8. Uang pesangon, penghargaan, dan masa kerja dihapus
Pesangon juga menjadi perdebatan. Partai Buruh menyoroti perbedaan redaksional dalam pasal 156 ayat 2 Perppu Ciptaker. Buruh tidak setuju dengan kata-kata "ketentuan sebagai berikut" dalam penetapan jumlah pesangon. Mereka menuntut seharusnya redaksi dikembalikan kepada UU Ketenagakerjaan di mana pesangon ditetapkan "paling sedikit sebagai berikut".
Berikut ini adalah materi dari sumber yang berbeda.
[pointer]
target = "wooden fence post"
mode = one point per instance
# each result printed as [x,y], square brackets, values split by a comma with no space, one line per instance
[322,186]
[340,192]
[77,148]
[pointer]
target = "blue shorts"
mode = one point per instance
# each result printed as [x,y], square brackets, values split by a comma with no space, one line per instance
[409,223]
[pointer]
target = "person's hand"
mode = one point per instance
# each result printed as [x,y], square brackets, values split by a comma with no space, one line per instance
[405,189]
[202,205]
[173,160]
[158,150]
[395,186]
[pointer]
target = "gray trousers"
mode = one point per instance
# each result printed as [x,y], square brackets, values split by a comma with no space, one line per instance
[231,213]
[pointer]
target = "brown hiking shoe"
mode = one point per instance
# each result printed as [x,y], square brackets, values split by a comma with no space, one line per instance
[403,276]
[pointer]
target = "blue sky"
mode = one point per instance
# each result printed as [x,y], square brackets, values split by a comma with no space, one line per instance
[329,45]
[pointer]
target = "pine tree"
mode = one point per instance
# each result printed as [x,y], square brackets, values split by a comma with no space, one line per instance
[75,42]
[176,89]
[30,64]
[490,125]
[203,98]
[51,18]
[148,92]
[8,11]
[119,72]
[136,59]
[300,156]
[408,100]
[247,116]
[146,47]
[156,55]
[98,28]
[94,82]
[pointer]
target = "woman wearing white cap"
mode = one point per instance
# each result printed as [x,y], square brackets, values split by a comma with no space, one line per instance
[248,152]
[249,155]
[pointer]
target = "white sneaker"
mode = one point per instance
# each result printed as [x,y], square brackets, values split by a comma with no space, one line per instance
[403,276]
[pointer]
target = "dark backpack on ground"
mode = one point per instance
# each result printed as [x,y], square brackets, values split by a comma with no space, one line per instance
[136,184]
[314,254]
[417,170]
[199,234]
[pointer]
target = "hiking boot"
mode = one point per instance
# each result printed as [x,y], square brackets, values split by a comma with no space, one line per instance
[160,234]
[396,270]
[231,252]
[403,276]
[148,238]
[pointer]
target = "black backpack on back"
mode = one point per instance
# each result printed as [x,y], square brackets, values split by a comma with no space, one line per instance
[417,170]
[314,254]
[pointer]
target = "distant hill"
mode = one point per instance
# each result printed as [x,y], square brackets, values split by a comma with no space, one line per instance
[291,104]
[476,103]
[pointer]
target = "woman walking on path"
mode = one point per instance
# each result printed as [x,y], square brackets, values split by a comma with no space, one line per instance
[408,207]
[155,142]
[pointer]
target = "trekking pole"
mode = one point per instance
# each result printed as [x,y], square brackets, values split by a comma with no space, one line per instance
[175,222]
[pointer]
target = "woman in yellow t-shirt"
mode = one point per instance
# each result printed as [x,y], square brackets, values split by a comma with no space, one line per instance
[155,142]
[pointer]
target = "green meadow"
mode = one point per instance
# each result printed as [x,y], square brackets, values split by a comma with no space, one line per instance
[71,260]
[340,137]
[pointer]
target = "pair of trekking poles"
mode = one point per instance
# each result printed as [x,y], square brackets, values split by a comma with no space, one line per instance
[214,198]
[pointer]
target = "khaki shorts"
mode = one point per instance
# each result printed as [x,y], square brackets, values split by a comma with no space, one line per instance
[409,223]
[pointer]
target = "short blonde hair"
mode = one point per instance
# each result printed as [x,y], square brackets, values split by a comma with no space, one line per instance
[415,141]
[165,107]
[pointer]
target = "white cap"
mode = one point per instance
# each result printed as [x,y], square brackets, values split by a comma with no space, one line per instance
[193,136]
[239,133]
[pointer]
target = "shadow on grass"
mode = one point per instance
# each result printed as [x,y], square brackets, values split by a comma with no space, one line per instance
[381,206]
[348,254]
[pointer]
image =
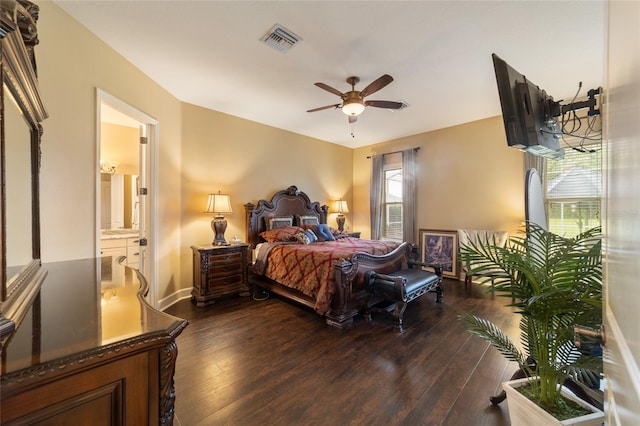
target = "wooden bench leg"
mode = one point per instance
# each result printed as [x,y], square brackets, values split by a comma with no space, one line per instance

Presiden Partai Buruh Said Iqbal mengatakan hal tersebut memungkinkan perusahaan dan pekerja melakukan negosiasi besaran pesangon yang bisa mencapai dua hingga tiga kali lebih besar daripada yang diatur di UU Ketenagakerjaan.
"Tidak benar. Perpu Ciptaker tetap mengatur uang pesangon, uang penghargaan masa kerja, dan uang penggantian hak. Adapun besarannya untuk masing-masing alasan PHK akan diatur lebih lanjut dalam revisi PP 35/2021. Kalau semua diatur secara detail, perppu bisa setinggi lima bantal," pungkasnya.